Self-doubt as a mom is a common feeling, whether you have babies, toddlers or the kids are grown and flown. In order to help dispel the myth that you need to be the perfect mother and spend hours upon hours with your children and bake cupcakes with them every evening, here are some tips to help you feel better about yourself, as you should!
The perfect mother myth, busted
Part of the problem is the long history in psychological circles of placing the responsibility of successful child rearing squarely upon the mother. Fathers played very much a secondary role in childhood development among early theorists like Freud, and the belief propagated that one or two missteps on the mother’s part were enough to scar Junior forever.
We know now that a perfect mother isn’t necessary for a child to be well adjusted. There are certain things that a parent should provide for a child to foster their healthy development, like emotional and physical attunement to the child’s expression of needs, and support for their exploration of the world on their own—while also providing a safe home base to which the child can return.
But children aren’t quite as fragile as once thought. A misattunement here or there doesn’t spell disaster. We also know now that while the primary caregiver (of either sex) is the most important figure for a child, both parents carry a great deal of influence. So moms, you’re not alone on the hook.
Also read: Working less to be a better mom in midlife
Distorted reflections
But myths that are well-established don’t die easily and, as highly social animals, comparing ourselves to the mythical perfect mother comes very naturally.
As a result, not only do we compare our perception of ourselves to our perception of others, but we also tend to broadcast images of ourselves that are likely to draw favorable reviews, even if it just means wearing clean clothes to your business meeting instead of your tattered sweatpants. There’s a term for this: “impression management.”
These comparing and broadcasting tendencies, however, create a problem. We’re comparing ourselves to a perception of someone else that is at least in part fictional. More likely, it’s highly fictional, and when we don’t measure up to it, we feel inadequate. Even if we project an image of measuring up, it takes effort to display that image if it doesn’t match the inside.

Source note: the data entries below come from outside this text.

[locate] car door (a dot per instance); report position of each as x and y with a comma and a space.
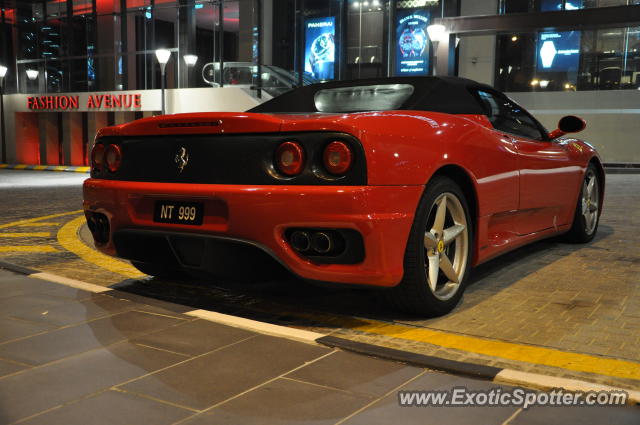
546, 174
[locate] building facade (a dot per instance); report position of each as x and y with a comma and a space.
77, 65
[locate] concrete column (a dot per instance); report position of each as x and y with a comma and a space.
27, 138
245, 35
267, 32
48, 137
477, 54
72, 138
95, 121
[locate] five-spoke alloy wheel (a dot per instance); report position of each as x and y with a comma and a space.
438, 253
587, 215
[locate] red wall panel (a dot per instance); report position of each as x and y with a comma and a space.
27, 138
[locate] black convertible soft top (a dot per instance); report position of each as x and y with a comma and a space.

As deeply rooted in our social nature as these phenomena are, they aren’t easy to change. Sometimes my clients find it helpful just to understand that comparison and impression management are perfectly natural and, thus, they’re not the only ones doing it. But there are certainly ways to feel more comfortable in your “good enough”-ness.
Your fact-finding mission
The one I’ll mention here is pretty simple. Any negative self-assessments you may have probably take the form of thoughts; it would be good for you to make a list of them. Let’s use this one as an example: “I’m always screwing up with my son. I’ll never be a good mother.” Now, what you need to do is separate fact from opinion.
If you recently committed a parenting error—let’s say, forgetting to pick your child up from daycare—then that’s a fact. Are you “always screwing up” and will you “never be a good mother?” Well, the first clue that these are opinions is the presence of the words “always” and “never.” People are rarely always or never anything.
But you can cross-examine those statements yourself. Think of (or list) the times when you were a Class A parent, and the times that you did remember to pick your child up, which are probably much more numerous. The human brain has a tendency to emphasize the negative, so you need to make effort to flesh out the full picture.
Once you’ve done that, restate the original thought with the new perspective and evidence you’ve gathered. For instance: “I forgot Johnny at daycare today—the second time I’ve done that. It’s not like me, because the vast majority of the time I’m very much on the ball and a loving and responsible mother. Still, I feel terrible about what happened. So I’m going to make an extra effort to get organized and leave myself reminders, so this never happens again.”
See what we did there? We produced a statement that acknowledges the negative and the positive, using solid evidence on both sides, that expresses the reality of what is going on. It’s not a hollow, feel-good affirmation. Let the opinions go and bank on the objective facts, and you’ll feel much better about yourself.
Also read: Finding balance as a work-at-home mom
Intangible self-care
Speaking of feeling better, Mother’s Day was conceived as an occasion to honor the important role the mother plays in the world, and it makes for a good excuse to pamper yourself. I encourage you to take the opportunity to have your nails done, or buy yourself some new clothing if you like those things. However, I also encourage you to consider activities that pamper the parts of yourself that you can’t see.
Our social nature means that deeply-felt interpersonal connection with others is a crucial ingredient in our ability to thrive—whether we’re an infant or a mother. Therefore, a high-quality conversation with a close friend or family member would be an example of intangible self-care.
Others would include clearing your schedule for a long walk in a pretty place, taking a class in an area of interest, or giving a new hobby a try. You could also take some quiet time to create a personal mission statement for the next year of your life. It doesn’t need to be boring, like homework. Just let your mind run free to an ideal vision of your life, and start working backward to identify the things that are really important to you, and how you might get closer to them. It can be an empowering and refreshing exercise.
Above all, be sure to take some time to cultivate some appreciation for yourself, for all of the good work you do as a mom, and all of your good intentions. Let it soak in, and enjoy it. Sure, you could probably use some improvement—who couldn’t? And you’re also probably doing pretty great just the way you are.